Healing from triggers and trauma (self-reflection)

Photo by Pixabay on Pexels.

Different perspective in healing and triggers.

I guess seeing people’s true intentions in their actions and words have changed how I let anyone close to me. I guess I put up my walls super duper high, and if you want to come into my little world, gotta be patient and climb. Learning how the mind works was something I needed to understand by researching, books, different observations in different social situations and I love crime shows. By being honest with myself it had helped me understand myself and my triggers.

By understanding what had triggered  me and where it was coming from was the first step, I took into helping myself with my traumas. At first it was ugly trying to find my way through that mess, it was hard I ended up relapsing from getting triggered so much and not being in a safe environment either. I did get off the drugs a few months later, after finding out about my sister being sick with cancer and I just coming to face that I could lost it which I worked so hard for everything. So when I made that decision to stop again, I had decided to stop doing it for myself (its very important)  and I can finally stop hurting so much.
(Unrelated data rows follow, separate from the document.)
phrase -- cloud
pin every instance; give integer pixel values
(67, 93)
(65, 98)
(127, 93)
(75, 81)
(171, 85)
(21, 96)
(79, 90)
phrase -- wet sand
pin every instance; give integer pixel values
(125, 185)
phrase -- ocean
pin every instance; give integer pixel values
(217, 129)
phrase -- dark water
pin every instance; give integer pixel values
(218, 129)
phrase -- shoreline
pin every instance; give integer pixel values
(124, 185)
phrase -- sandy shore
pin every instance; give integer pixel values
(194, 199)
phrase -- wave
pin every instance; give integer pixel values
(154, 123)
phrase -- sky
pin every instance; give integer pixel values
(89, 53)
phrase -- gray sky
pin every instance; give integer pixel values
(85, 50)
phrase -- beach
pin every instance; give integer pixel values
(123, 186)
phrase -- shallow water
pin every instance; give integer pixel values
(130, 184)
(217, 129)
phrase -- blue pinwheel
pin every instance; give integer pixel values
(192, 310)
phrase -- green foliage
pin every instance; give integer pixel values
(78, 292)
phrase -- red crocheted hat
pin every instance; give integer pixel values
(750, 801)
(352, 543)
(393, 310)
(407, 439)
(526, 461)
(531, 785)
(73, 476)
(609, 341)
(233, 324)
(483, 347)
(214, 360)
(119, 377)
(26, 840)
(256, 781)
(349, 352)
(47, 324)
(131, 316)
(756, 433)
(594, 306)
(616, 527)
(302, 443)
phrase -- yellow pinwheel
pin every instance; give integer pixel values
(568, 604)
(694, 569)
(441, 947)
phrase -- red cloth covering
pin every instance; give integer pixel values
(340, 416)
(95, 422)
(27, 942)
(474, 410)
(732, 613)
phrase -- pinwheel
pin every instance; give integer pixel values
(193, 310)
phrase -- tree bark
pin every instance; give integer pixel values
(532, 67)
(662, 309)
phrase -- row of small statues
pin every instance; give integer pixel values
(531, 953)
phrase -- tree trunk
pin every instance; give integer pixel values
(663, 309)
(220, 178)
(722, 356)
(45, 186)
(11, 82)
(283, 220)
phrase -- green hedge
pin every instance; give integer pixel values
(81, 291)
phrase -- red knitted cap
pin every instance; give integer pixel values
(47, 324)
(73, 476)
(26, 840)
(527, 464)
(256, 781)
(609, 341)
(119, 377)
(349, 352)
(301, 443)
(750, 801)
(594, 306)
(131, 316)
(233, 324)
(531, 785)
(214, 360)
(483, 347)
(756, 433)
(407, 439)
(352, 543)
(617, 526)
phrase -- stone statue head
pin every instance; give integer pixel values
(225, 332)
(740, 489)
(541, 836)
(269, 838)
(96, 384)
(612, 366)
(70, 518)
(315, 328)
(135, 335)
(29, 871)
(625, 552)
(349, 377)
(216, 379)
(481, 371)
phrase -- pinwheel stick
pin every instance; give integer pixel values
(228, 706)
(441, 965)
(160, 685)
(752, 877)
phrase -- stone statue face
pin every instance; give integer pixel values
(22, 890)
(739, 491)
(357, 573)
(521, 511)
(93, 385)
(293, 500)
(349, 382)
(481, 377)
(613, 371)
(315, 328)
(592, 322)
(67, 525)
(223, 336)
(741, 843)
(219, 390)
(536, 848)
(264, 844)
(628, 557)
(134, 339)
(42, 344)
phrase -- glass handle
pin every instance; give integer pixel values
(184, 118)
The trigger I had worked on was loud bangs against the wall like some being thrown against the wall or two people fighting in another room. I was in my older sister’s living room with my brother who was on a different couch on his phone. There was a roofing company working on the apartment building that day, so when they came over the living room nailing the roofing in. I was triggered, but I was aware I was being triggered. I knew my brother was there in the room with me (unaware if he knew how much he had helped in that moment, as we don’t really speak), I knew it was the roofing guys were making the banging noise on the ceiling, and I knew no one was being hurt at the time.

I knew I was in a safe environment and that was really important at the time because I would have walked out of there or been irrational about something small. I sat there through the banging, breathing in and out, telling myself “I was safe I was safe I was safe.”. My heart was feeling like it was going to burst from my chest from beating so fast because how scared I was. I knew I was safe, so I stayed until I was finally able to calm my breathing and the roofing guys had stopped. I didn’t move till they had left the parking lot, I just sat there trying to escape what I had just put myself though.

The reason why banging on the wall was a trigger was I grew up with my mother being abused by men in her life. I have heard my mother get beaten, and no one doing a thing about it. I have seen my father get beaten up by some one who was a friend of the family and call the cops to help to him. I have heard my father with his exes, not sure what it was but it was a trigger.

I did not have the best childhood and I still get flashbacks as I have bits of pieces of memory of it. Its like how the mind protects itself by locking up the memories of trauma from childhood.

I think that’s enough self reflecting tonight now I got what I needed out to share.

This is my own experience and not all things works the same as with others.

Until I figure out what else to write about what I’ve done or need to say.